# Home Equity LOC to buy while selling



## MrAdventure (Feb 26, 2015)

I'm looking to sell my house and buy another one for our growing family. We still have a bit of renos to do before we sell, but a great opportunity (foreclosure) came up.

We're most likely going to wait until we sell our house (prudence?), but I'm interested in what the other options are their downsides/upsides. I have seen that a Home Equity LOC is an option???

Any clarifications on this and/or alternatives would be appreciated.


----------



## Just a Guy (Mar 27, 2012)

Can you buy the foreclosure? If not, it probably won't be around too long. There are a number of ways to buy the place including a heloc or bridge financing. 

Personally, I'm not a fan of renovating to sell. Most people will renovate as soon as they move in. Make sure the place is clean, and put it up for sale.

Your question isn't really clear though, I'm not sure what you are asking.


----------



## MrAdventure (Feb 26, 2015)

Thanks. I'm asking: What are the options. What are the downsides/upsides to said options.


----------



## Spudd (Oct 11, 2011)

Can you afford the new house with the equity in your old house?
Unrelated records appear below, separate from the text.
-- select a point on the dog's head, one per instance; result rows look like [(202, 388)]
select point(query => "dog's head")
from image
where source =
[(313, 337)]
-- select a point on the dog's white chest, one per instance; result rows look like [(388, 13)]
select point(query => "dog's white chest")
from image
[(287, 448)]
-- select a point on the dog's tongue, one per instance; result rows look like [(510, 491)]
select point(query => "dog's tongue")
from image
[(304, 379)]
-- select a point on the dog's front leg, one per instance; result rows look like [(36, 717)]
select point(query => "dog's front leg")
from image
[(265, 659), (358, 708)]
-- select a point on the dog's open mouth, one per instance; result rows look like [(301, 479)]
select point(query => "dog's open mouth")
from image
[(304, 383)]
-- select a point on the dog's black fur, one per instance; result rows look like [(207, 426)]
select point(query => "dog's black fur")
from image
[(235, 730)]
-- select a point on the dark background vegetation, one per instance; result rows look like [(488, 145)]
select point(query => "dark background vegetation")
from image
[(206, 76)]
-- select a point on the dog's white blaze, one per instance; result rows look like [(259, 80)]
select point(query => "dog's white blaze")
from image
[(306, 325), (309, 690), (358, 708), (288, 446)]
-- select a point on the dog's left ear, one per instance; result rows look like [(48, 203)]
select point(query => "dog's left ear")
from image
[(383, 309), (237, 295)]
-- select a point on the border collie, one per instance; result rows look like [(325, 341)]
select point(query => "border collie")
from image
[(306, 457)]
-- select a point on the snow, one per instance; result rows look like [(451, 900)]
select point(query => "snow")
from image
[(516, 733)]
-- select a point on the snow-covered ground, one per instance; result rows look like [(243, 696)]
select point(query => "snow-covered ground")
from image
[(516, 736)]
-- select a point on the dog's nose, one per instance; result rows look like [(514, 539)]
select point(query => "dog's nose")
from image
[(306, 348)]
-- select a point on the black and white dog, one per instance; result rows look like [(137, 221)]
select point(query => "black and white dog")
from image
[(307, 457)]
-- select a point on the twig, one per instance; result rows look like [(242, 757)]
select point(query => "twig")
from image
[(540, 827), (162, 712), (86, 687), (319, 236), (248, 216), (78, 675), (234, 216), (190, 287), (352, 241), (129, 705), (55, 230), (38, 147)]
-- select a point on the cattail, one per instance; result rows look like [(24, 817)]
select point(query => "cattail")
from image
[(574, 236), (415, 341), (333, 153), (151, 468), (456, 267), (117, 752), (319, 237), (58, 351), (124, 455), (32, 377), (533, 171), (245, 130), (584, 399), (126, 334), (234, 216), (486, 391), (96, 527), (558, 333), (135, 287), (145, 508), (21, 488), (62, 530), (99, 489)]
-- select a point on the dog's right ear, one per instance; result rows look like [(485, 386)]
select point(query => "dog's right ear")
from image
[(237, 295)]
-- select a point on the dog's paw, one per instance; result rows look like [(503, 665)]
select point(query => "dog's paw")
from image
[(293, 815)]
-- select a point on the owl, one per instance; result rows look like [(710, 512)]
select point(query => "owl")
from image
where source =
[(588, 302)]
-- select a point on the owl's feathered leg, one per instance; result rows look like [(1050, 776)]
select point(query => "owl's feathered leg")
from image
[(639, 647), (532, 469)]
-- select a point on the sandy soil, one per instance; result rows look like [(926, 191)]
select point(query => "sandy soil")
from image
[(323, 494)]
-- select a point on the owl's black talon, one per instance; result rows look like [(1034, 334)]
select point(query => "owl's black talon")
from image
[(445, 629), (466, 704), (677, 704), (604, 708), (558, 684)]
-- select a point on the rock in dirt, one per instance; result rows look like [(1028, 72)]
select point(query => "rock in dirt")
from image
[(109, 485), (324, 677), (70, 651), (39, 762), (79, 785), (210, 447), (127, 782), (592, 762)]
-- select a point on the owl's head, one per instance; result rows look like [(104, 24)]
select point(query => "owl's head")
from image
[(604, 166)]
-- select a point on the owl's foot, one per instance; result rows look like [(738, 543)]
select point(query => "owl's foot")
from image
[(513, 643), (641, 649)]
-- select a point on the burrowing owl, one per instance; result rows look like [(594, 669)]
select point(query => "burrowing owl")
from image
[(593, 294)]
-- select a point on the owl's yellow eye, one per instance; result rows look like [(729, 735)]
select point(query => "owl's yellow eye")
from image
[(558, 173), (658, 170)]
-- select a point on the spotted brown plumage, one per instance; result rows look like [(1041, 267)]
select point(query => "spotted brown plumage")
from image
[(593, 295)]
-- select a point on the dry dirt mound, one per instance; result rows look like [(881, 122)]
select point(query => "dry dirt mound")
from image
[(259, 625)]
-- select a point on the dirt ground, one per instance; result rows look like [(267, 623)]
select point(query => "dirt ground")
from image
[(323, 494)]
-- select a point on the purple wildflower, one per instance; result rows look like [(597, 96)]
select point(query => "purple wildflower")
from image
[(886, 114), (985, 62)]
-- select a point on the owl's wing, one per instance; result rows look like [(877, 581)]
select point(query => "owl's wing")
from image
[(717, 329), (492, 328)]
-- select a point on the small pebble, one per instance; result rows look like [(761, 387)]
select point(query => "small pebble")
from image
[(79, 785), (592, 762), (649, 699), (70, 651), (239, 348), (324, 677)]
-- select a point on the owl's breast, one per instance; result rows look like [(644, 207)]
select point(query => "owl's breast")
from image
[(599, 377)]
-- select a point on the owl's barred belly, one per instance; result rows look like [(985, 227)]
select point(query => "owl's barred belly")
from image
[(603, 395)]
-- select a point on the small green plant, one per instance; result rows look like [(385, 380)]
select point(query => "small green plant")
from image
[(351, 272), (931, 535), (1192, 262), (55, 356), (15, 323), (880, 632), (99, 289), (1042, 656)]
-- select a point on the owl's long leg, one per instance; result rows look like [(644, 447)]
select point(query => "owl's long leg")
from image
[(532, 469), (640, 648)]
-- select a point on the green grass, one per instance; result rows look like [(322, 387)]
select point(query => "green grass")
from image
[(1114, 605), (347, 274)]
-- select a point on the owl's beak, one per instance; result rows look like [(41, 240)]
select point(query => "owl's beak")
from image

If so, then yes, a HELOC should work. If not, you will need bridge financing from the bank (this is where they loan you enough to cover both houses temporarily, on condition you will repay when you sell the house). We did bridge financing once, it was not a big deal.


----------



## MrAdventure (Feb 26, 2015)

We'd conservatively have 62% of the asking price after selling our house. So that sounds like we'd be looking at Bridge Financing?


----------



## Just a Guy (Mar 27, 2012)

There are no real downsides to either as they are meant to be short term. I think bridge financing has a little less paperwork and maybe a few less fees than a heloc but, in the grand scheme of things, the price difference is probably negligible. Talk to your bank and see what options they give you, these days borrowing money isn't all that easy.


----------



## dougboswell (Oct 25, 2010)

Bridge financing can be only attained if you have already sold your present home and it closes after the home that you have bought closes.


----------



## Just a Guy (Mar 27, 2012)

Depends on the bank I suppose, I've gotten bridge financing during the boom times where, if you sold your house before buying a new one, you had a good chance of being homeless. Of course, selling a place back then wasn't the problem.

Best course of action is to talk to the bank and let them find you a solution. They are going to make a ton of money off of you, so they are motivated to find solutions in this kind of situation.


----------